Review of the hospital policy for standard precautions and isolation guidelines (policy #MC.143), stated that patients found with lice should be placed on contact or standard isolation precautions (varies if head or body lice are found). The CNO and the Director of Regulatory Compliance were asked during survey to provide a policy that outlines the EVS cleaning process for a patient room that had been used for a patient with suspected or known lice. Surveyors were instructed during the exit conference on 4/8/16 that no policy was found.

Failure of hospital staff to comply with policies, procedures and guidelines of isolation techniques places other patients and staff at risk for acquiring infections.

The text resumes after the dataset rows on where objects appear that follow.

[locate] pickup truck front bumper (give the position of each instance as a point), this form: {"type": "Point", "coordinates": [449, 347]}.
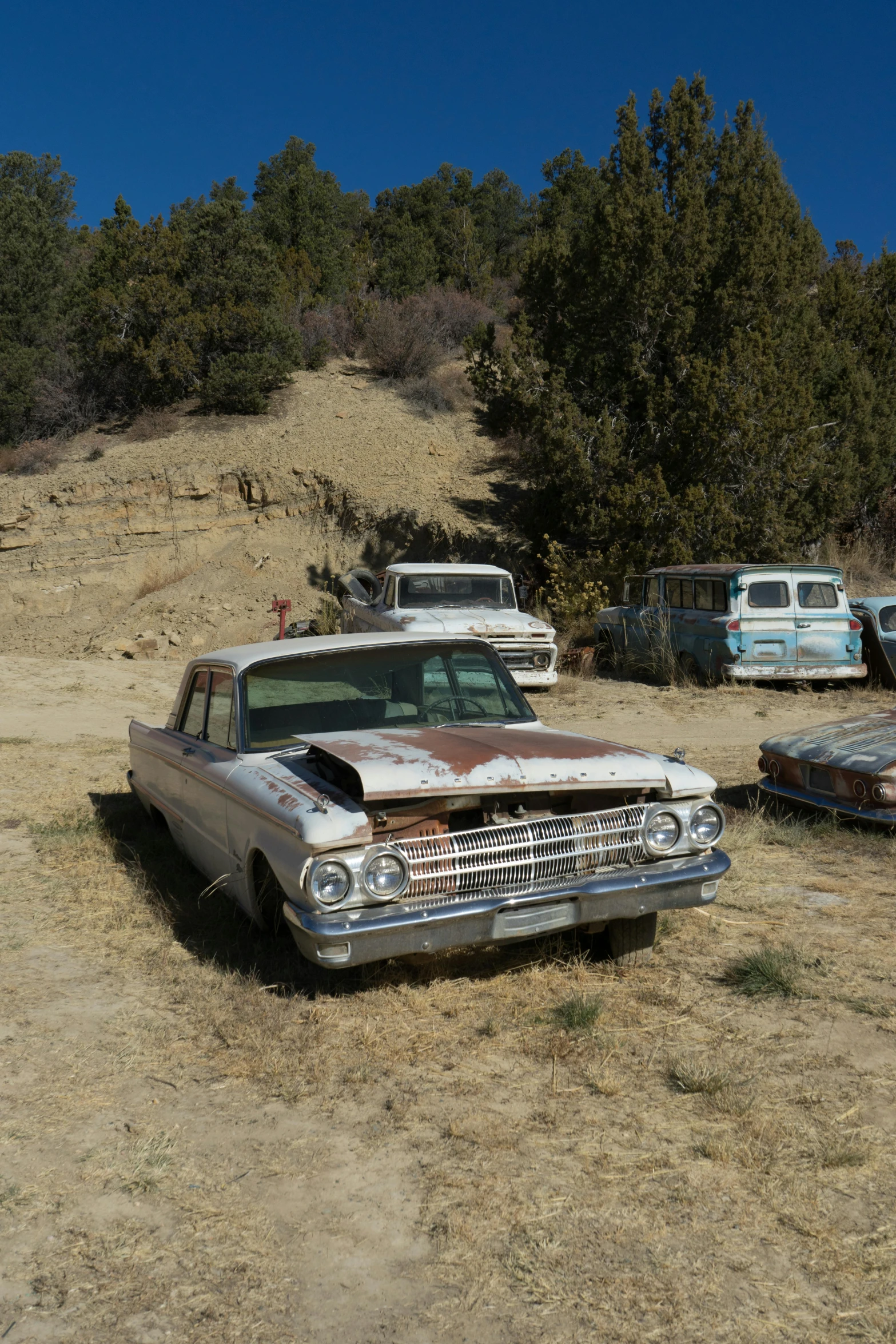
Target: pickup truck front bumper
{"type": "Point", "coordinates": [793, 671]}
{"type": "Point", "coordinates": [374, 933]}
{"type": "Point", "coordinates": [802, 797]}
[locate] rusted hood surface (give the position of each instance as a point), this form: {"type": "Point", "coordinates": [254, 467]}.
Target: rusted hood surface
{"type": "Point", "coordinates": [399, 762]}
{"type": "Point", "coordinates": [866, 745]}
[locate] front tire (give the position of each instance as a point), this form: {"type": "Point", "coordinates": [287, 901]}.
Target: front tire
{"type": "Point", "coordinates": [632, 940]}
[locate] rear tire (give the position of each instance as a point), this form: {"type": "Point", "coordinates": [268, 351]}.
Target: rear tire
{"type": "Point", "coordinates": [632, 940]}
{"type": "Point", "coordinates": [605, 654]}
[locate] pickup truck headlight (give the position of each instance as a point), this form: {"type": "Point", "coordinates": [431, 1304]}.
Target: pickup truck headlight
{"type": "Point", "coordinates": [662, 832]}
{"type": "Point", "coordinates": [331, 882]}
{"type": "Point", "coordinates": [706, 824]}
{"type": "Point", "coordinates": [385, 876]}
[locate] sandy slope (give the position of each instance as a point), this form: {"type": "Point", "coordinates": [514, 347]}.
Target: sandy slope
{"type": "Point", "coordinates": [187, 538]}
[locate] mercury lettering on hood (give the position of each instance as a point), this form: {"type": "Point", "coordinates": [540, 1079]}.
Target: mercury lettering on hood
{"type": "Point", "coordinates": [484, 758]}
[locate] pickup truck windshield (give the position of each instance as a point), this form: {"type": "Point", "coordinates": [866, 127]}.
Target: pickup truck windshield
{"type": "Point", "coordinates": [426, 590]}
{"type": "Point", "coordinates": [351, 690]}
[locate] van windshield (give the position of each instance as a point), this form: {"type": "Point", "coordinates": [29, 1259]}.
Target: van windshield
{"type": "Point", "coordinates": [425, 590]}
{"type": "Point", "coordinates": [352, 690]}
{"type": "Point", "coordinates": [768, 594]}
{"type": "Point", "coordinates": [817, 594]}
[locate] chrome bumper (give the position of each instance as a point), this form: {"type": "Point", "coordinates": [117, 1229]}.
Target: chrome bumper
{"type": "Point", "coordinates": [529, 677]}
{"type": "Point", "coordinates": [879, 816]}
{"type": "Point", "coordinates": [352, 937]}
{"type": "Point", "coordinates": [794, 671]}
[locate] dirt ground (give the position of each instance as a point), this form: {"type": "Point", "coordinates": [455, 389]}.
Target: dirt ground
{"type": "Point", "coordinates": [203, 1140]}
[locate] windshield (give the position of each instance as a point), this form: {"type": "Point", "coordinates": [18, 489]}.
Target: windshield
{"type": "Point", "coordinates": [349, 690]}
{"type": "Point", "coordinates": [424, 590]}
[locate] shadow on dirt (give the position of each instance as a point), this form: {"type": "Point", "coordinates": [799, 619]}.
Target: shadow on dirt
{"type": "Point", "coordinates": [216, 931]}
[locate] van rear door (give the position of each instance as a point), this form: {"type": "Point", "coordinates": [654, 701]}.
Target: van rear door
{"type": "Point", "coordinates": [768, 617]}
{"type": "Point", "coordinates": [821, 617]}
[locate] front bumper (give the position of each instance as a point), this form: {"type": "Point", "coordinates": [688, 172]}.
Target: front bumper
{"type": "Point", "coordinates": [793, 671]}
{"type": "Point", "coordinates": [354, 937]}
{"type": "Point", "coordinates": [879, 816]}
{"type": "Point", "coordinates": [528, 677]}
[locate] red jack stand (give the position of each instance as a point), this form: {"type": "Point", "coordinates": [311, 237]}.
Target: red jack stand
{"type": "Point", "coordinates": [282, 605]}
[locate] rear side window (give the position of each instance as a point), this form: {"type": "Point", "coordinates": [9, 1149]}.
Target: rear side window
{"type": "Point", "coordinates": [191, 719]}
{"type": "Point", "coordinates": [221, 711]}
{"type": "Point", "coordinates": [768, 594]}
{"type": "Point", "coordinates": [817, 594]}
{"type": "Point", "coordinates": [710, 596]}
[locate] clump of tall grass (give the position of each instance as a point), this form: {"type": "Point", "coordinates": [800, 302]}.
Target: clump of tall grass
{"type": "Point", "coordinates": [770, 971]}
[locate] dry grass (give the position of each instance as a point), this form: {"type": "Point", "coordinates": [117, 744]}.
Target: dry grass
{"type": "Point", "coordinates": [564, 1180]}
{"type": "Point", "coordinates": [870, 566]}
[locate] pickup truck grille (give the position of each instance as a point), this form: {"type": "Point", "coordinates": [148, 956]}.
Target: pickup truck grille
{"type": "Point", "coordinates": [523, 854]}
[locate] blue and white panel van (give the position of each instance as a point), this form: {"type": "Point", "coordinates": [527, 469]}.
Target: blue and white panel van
{"type": "Point", "coordinates": [740, 621]}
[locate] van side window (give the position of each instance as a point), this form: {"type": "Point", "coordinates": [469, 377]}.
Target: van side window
{"type": "Point", "coordinates": [768, 594]}
{"type": "Point", "coordinates": [817, 594]}
{"type": "Point", "coordinates": [191, 719]}
{"type": "Point", "coordinates": [221, 711]}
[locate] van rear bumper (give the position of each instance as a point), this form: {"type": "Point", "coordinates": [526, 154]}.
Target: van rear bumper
{"type": "Point", "coordinates": [793, 671]}
{"type": "Point", "coordinates": [374, 933]}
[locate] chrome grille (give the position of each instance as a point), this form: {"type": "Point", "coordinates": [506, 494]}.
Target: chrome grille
{"type": "Point", "coordinates": [523, 855]}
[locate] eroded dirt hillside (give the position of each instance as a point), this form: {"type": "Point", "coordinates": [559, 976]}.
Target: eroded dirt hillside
{"type": "Point", "coordinates": [185, 539]}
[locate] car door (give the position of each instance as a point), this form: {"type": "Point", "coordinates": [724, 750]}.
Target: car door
{"type": "Point", "coordinates": [822, 619]}
{"type": "Point", "coordinates": [767, 617]}
{"type": "Point", "coordinates": [206, 764]}
{"type": "Point", "coordinates": [887, 632]}
{"type": "Point", "coordinates": [641, 621]}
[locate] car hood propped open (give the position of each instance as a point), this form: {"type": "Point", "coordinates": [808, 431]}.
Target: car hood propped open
{"type": "Point", "coordinates": [485, 758]}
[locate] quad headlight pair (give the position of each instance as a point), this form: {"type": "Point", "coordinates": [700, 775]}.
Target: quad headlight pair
{"type": "Point", "coordinates": [664, 828]}
{"type": "Point", "coordinates": [382, 876]}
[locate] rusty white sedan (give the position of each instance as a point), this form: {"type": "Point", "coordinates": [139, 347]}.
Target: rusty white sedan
{"type": "Point", "coordinates": [394, 795]}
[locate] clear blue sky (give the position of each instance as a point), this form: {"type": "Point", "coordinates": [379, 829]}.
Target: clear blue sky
{"type": "Point", "coordinates": [156, 100]}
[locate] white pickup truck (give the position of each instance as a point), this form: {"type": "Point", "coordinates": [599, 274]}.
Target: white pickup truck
{"type": "Point", "coordinates": [453, 600]}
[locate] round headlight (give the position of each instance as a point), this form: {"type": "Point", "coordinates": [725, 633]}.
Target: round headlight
{"type": "Point", "coordinates": [706, 826]}
{"type": "Point", "coordinates": [385, 876]}
{"type": "Point", "coordinates": [331, 882]}
{"type": "Point", "coordinates": [662, 831]}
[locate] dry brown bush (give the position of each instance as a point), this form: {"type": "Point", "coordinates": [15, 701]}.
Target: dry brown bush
{"type": "Point", "coordinates": [152, 424]}
{"type": "Point", "coordinates": [33, 459]}
{"type": "Point", "coordinates": [399, 340]}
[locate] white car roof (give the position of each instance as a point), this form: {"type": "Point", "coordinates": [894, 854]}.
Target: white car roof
{"type": "Point", "coordinates": [447, 569]}
{"type": "Point", "coordinates": [244, 655]}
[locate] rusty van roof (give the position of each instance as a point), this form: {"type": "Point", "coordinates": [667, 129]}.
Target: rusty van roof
{"type": "Point", "coordinates": [722, 571]}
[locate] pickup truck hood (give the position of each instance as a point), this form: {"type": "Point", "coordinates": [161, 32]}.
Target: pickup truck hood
{"type": "Point", "coordinates": [476, 621]}
{"type": "Point", "coordinates": [866, 745]}
{"type": "Point", "coordinates": [403, 762]}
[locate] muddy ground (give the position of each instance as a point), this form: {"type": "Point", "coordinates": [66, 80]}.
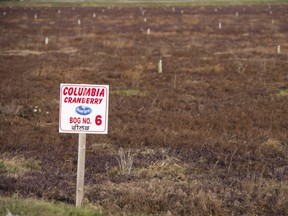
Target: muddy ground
{"type": "Point", "coordinates": [207, 136]}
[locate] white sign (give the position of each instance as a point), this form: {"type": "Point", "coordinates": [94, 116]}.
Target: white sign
{"type": "Point", "coordinates": [83, 108]}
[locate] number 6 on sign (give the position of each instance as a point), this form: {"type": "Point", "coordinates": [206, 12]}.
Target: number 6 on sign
{"type": "Point", "coordinates": [98, 120]}
{"type": "Point", "coordinates": [84, 108]}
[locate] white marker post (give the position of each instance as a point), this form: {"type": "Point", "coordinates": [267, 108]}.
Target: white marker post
{"type": "Point", "coordinates": [220, 25]}
{"type": "Point", "coordinates": [83, 109]}
{"type": "Point", "coordinates": [80, 169]}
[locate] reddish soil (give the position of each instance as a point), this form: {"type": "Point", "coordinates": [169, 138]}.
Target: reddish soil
{"type": "Point", "coordinates": [208, 135]}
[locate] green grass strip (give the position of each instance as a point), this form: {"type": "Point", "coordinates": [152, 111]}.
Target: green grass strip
{"type": "Point", "coordinates": [29, 207]}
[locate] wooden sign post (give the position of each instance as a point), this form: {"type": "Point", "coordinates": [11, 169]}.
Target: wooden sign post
{"type": "Point", "coordinates": [83, 109]}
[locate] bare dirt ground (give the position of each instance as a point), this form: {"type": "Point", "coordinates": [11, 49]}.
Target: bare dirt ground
{"type": "Point", "coordinates": [208, 136]}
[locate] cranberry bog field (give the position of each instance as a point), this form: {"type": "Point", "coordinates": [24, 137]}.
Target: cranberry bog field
{"type": "Point", "coordinates": [207, 136]}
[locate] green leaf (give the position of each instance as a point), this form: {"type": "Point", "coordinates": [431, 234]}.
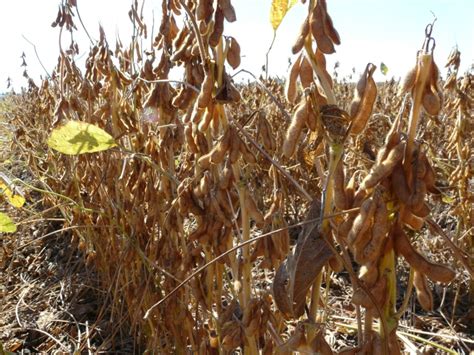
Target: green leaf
{"type": "Point", "coordinates": [77, 137]}
{"type": "Point", "coordinates": [6, 224]}
{"type": "Point", "coordinates": [279, 10]}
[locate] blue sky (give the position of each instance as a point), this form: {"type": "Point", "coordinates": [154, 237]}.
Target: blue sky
{"type": "Point", "coordinates": [371, 31]}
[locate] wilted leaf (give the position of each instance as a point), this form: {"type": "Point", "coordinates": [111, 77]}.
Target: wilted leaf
{"type": "Point", "coordinates": [77, 137]}
{"type": "Point", "coordinates": [6, 224]}
{"type": "Point", "coordinates": [448, 199]}
{"type": "Point", "coordinates": [311, 254]}
{"type": "Point", "coordinates": [295, 277]}
{"type": "Point", "coordinates": [279, 10]}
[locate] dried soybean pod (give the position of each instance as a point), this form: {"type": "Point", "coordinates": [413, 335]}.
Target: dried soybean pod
{"type": "Point", "coordinates": [204, 10]}
{"type": "Point", "coordinates": [204, 97]}
{"type": "Point", "coordinates": [206, 118]}
{"type": "Point", "coordinates": [204, 161]}
{"type": "Point", "coordinates": [363, 220]}
{"type": "Point", "coordinates": [252, 209]}
{"type": "Point", "coordinates": [412, 221]}
{"type": "Point", "coordinates": [350, 191]}
{"type": "Point", "coordinates": [434, 77]}
{"type": "Point", "coordinates": [291, 82]}
{"type": "Point", "coordinates": [294, 130]}
{"type": "Point", "coordinates": [219, 211]}
{"type": "Point", "coordinates": [379, 234]}
{"type": "Point", "coordinates": [316, 23]}
{"type": "Point", "coordinates": [364, 99]}
{"type": "Point", "coordinates": [330, 30]}
{"type": "Point", "coordinates": [369, 273]}
{"type": "Point", "coordinates": [378, 292]}
{"type": "Point", "coordinates": [430, 177]}
{"type": "Point", "coordinates": [233, 54]}
{"type": "Point", "coordinates": [201, 142]}
{"type": "Point", "coordinates": [385, 168]}
{"type": "Point", "coordinates": [188, 133]}
{"type": "Point", "coordinates": [312, 119]}
{"type": "Point", "coordinates": [228, 10]}
{"type": "Point", "coordinates": [409, 81]}
{"type": "Point", "coordinates": [340, 198]}
{"type": "Point", "coordinates": [197, 113]}
{"type": "Point", "coordinates": [265, 132]}
{"type": "Point", "coordinates": [306, 73]}
{"type": "Point", "coordinates": [435, 272]}
{"type": "Point", "coordinates": [321, 62]}
{"type": "Point", "coordinates": [247, 154]}
{"type": "Point", "coordinates": [218, 30]}
{"type": "Point", "coordinates": [336, 264]}
{"type": "Point", "coordinates": [226, 178]}
{"type": "Point", "coordinates": [298, 46]}
{"type": "Point", "coordinates": [234, 147]}
{"type": "Point", "coordinates": [422, 210]}
{"type": "Point", "coordinates": [221, 148]}
{"type": "Point", "coordinates": [423, 291]}
{"type": "Point", "coordinates": [399, 184]}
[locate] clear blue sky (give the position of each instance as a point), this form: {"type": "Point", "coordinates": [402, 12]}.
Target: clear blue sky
{"type": "Point", "coordinates": [371, 31]}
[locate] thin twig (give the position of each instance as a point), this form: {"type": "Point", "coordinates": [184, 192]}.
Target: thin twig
{"type": "Point", "coordinates": [238, 246]}
{"type": "Point", "coordinates": [275, 163]}
{"type": "Point", "coordinates": [272, 97]}
{"type": "Point", "coordinates": [37, 56]}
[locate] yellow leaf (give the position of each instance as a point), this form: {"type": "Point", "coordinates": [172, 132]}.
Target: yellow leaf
{"type": "Point", "coordinates": [14, 199]}
{"type": "Point", "coordinates": [279, 10]}
{"type": "Point", "coordinates": [6, 224]}
{"type": "Point", "coordinates": [77, 137]}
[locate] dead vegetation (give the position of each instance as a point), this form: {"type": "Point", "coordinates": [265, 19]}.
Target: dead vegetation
{"type": "Point", "coordinates": [255, 217]}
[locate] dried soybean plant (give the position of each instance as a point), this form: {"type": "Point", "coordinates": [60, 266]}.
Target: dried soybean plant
{"type": "Point", "coordinates": [201, 165]}
{"type": "Point", "coordinates": [390, 203]}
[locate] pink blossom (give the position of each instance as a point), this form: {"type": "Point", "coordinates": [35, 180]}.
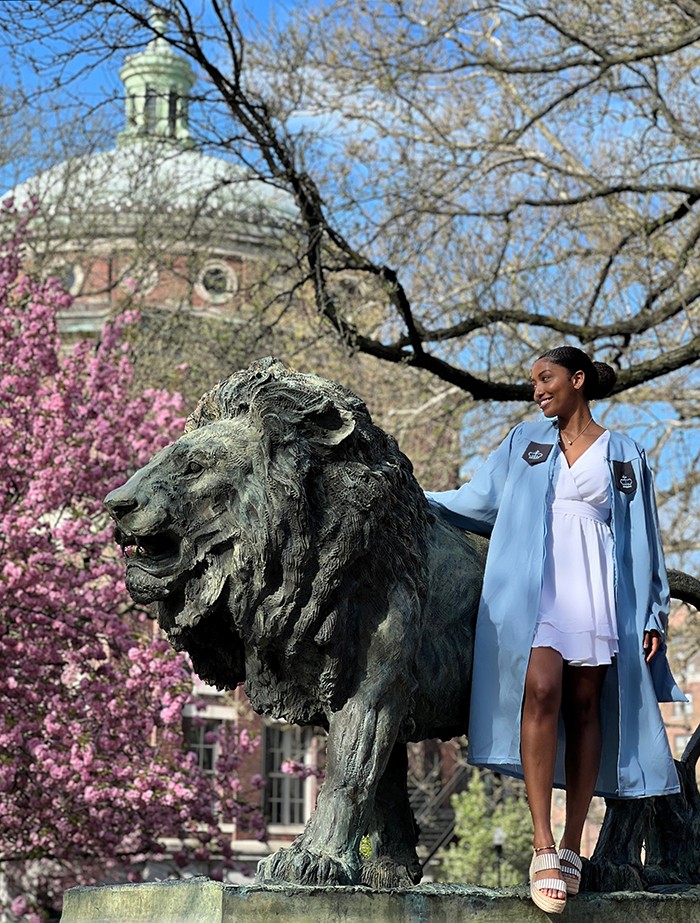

IMPLEMENTATION OF A DISCHARGE PLAN

Tag No.: A0820

Patient #20 presented to ED 3/22/2016 for abdominal pain, distention, and decreased colostomy output. During the ED visit Patient #20 was assessed to have a right arm PICC line in place from the outside sending facility. There were no IV medications given through the PICC during the ED visit or upon discharge. Patient was discharged to home. The PICC line was not removed prior to patient discharge. Per policy #MC.141 an intravascular catheter should be removed when it is no longer essential. When patient#20 arrived home it was noted by case management notes that patient #20 still had the PICC line in place. Case management arranged for a private ambulance to take patient to Urgent Care for removal of the PICC line.

Failure to assess the need for the PICC line at the time of discharge could have led to further issues, complications, or risk of infection for patient #20.